权利 Reddit 网络爬虫错误 "object has no attribute"
Praw Reddit Web Crawler Error "object has no attribute"
我正在尝试使用 Reddit 网络爬虫从特定的 subreddits 中提取热门评论并将它们保存在 .csv 文件中。
这是我的代码:
import datetime
import praw
import pandas as pd
reddit = praw.Reddit(client_id='',
client_secret='',
password='',
user_agent='',
username='')
#Reddit Crawler
list_counter = 0
sr_list = ['politics', 'conservative', 'liberal', 'libertarian', 'donaldtrump', 'joebiden', 'democrats', 'republican']
data = []
comments = []
while list_counter < len(sr_list):
subreddit = reddit.subreddit(sr_list[list_counter]).top(time_filter='month', limit=1) #Change limit for number of threads, .new/.hot
for s in subreddit: # for every submission in the subreddit
# fetch top level comments
for c in s.comments:
c_time = datetime.datetime.fromtimestamp(c.created_utc) #Convert format of comment time (Y:M:D , H:M:S)
comments.append([c.subreddit, c._submission, 'Comment', s.title, c.author, c_time, c.score, c.body])
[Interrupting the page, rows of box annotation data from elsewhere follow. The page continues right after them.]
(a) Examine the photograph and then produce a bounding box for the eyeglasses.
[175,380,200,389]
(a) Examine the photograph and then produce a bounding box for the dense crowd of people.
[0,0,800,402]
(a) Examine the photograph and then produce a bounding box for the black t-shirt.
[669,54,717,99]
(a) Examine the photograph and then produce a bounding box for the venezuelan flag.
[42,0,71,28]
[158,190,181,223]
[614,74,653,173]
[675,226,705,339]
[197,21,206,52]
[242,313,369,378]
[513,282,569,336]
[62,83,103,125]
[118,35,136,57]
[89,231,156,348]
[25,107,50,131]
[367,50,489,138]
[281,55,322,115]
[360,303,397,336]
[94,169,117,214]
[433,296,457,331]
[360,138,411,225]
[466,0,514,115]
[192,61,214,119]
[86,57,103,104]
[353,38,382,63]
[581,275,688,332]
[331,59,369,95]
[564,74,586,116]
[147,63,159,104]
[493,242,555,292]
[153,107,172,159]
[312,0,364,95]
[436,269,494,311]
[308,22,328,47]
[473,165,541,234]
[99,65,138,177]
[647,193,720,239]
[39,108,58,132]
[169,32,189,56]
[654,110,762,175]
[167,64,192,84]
#May not need c._submission
s_time = datetime.datetime.fromtimestamp(s.created_utc) #Convert format of threadRE time
data.append([s.subreddit, s.id,'Thread', s.title, s.author, s_time, s.score, s.selftext])
list_counter+= 1
#Export to CSV#
df = pd.DataFrame(data, columns=['Subreddit Name','Thread ID', 'Thread/Comment', 'Thread Title', 'Author',
'Timestamp','Score','Content'])
df1 = pd.DataFrame(comments, columns=['Subreddit Name','Thread ID','Thread/Comment', 'Thread Title', 'Author',
'Timestamp','Score','Content'])
result = pd.concat([df, df1])
result.to_csv('Raw Data.csv', index=False)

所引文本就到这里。